# legacy nVidia on FreeBSD 12.2



## multix (Nov 23, 2020)

Hi all,
I have a laptop with a legacy nVidia in a laptop (so well, can't change it) I just installed 12.2 on.
I have another laptop with a similar card, running 12.1 and the legacy drivers "fine" so I fear an update!!!

first, I tried using nvidia-drivers-304 as said here: https://forums.freebsd.org/threads/howto-setup-xorg-with-nvidias-driver.52311/ using "nvidia" and not "nvidia-modesetting" given the old version.
With this I have several issues
* wired ethernet disappears if nvidia kernel module is loaded at start
* driver ABI does not match Xorg, so i added "ignoreABI" in xorg as server flags
* even with fiddling with various options in xorg.conf generated by nvidia-xconfig get only bad artefacts on screen (the green logo shortly appears, then just bars and a blinking cursor, need to reset the machine)

It seems to me that without an update from nVidia (a courtesy for these older cards) it is a no-go. I see a bug about this.

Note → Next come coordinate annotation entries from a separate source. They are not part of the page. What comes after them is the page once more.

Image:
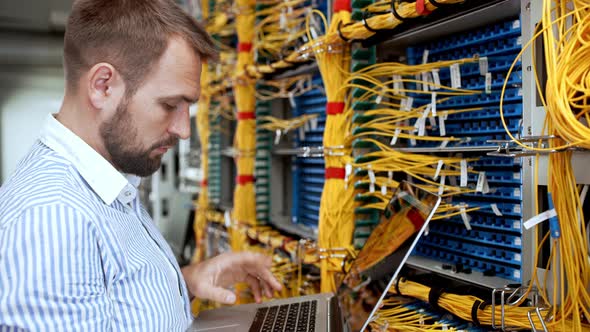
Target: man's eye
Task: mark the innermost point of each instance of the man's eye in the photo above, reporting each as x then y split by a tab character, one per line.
169	107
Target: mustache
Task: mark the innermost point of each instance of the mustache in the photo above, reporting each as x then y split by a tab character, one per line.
171	141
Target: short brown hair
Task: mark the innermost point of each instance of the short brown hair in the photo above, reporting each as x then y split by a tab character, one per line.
131	35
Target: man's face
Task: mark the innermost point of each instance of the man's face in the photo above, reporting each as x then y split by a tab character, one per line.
147	124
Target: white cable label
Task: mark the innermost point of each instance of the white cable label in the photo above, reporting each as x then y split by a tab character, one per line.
436	79
540	218
463	173
278	134
372	176
455	76
409	104
583	194
466	218
433	103
425	56
227	218
441	186
483	65
482	183
441	125
397	83
438	169
425	79
418	84
379	98
422	127
292	100
314	123
496	210
395	136
489	83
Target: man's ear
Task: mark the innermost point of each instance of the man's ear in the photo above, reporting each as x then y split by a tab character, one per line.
105	86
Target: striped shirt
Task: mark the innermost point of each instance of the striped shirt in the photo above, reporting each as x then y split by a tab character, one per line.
78	252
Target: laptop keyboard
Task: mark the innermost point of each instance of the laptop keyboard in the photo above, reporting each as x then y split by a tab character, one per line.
295	317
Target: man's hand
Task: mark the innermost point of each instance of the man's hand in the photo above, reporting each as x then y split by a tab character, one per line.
211	278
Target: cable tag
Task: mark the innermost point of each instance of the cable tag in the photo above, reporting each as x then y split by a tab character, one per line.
438	169
347	174
482	183
483	65
425	56
227	218
314	123
436	79
372	176
283	21
441	186
409	104
422	127
397	84
489	83
455	76
433	103
463	173
466	218
306	126
379	98
583	195
496	210
301	134
540	218
432	120
395	136
425	79
441	124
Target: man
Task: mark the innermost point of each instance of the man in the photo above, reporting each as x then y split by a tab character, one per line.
77	249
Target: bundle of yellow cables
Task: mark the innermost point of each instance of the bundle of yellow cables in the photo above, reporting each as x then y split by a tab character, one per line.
349	31
336	222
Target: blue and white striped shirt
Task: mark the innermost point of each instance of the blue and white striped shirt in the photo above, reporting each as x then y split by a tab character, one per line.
78	252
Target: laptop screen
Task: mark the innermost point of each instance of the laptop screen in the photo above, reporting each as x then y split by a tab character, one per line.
384	253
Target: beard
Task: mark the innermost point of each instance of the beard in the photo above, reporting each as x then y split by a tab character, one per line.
120	138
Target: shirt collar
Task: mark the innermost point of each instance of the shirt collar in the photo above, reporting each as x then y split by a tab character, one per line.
108	183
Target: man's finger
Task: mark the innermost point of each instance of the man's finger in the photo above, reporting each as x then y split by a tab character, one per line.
255	286
218	294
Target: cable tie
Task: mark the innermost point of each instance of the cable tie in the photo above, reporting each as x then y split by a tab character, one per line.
433	296
394	11
421	8
366	24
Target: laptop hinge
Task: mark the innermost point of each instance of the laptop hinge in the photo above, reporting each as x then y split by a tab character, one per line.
334	315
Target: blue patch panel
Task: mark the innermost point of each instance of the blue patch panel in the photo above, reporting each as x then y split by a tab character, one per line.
481	264
498	32
494	243
308	174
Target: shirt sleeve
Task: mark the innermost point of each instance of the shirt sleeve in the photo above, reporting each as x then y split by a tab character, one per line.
51	275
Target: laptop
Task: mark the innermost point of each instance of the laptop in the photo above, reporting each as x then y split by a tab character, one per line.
357	299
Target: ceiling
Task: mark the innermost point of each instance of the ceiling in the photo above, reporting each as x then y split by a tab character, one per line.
34	15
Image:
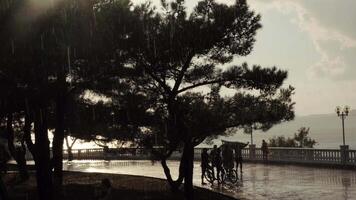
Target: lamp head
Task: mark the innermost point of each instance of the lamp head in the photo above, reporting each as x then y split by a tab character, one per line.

second, as some suggestions say, use the old nv driver, which should support my 7300 card! Any luck on using it?
Here I see garbage on the screen (like "wrong sync") and even some blocky pixels that move as a mouse, but there are no errors and I can actually switch-consoles, kill X... so unusable, but somehow working. I tried forcing 1440x900 resolution, but no help.
If I disable Accel (Option=NoAccel) I get instead a blacksscreen and a crash.

Last attempt is to use the vesa driver, but it doesn't find a suitable 1440x900 mode. Xorg crashes then again

Other operating systems suggest nuouveau, but it was removed from FreeBSD. So I see dim solutions ....

Any chance in helping me out with at least the  old nv driver? or vesa?


----------



## multix (Nov 23, 2020)

Bug report


----------



## drhowarddrfine (Nov 23, 2020)

Nvidia shows the last update from them is 11.0-RELEASE.

Don't mess with xorg.conf. Just install the driver and let FreeBSD detect your hardware. See where that stands.

There is also this.


----------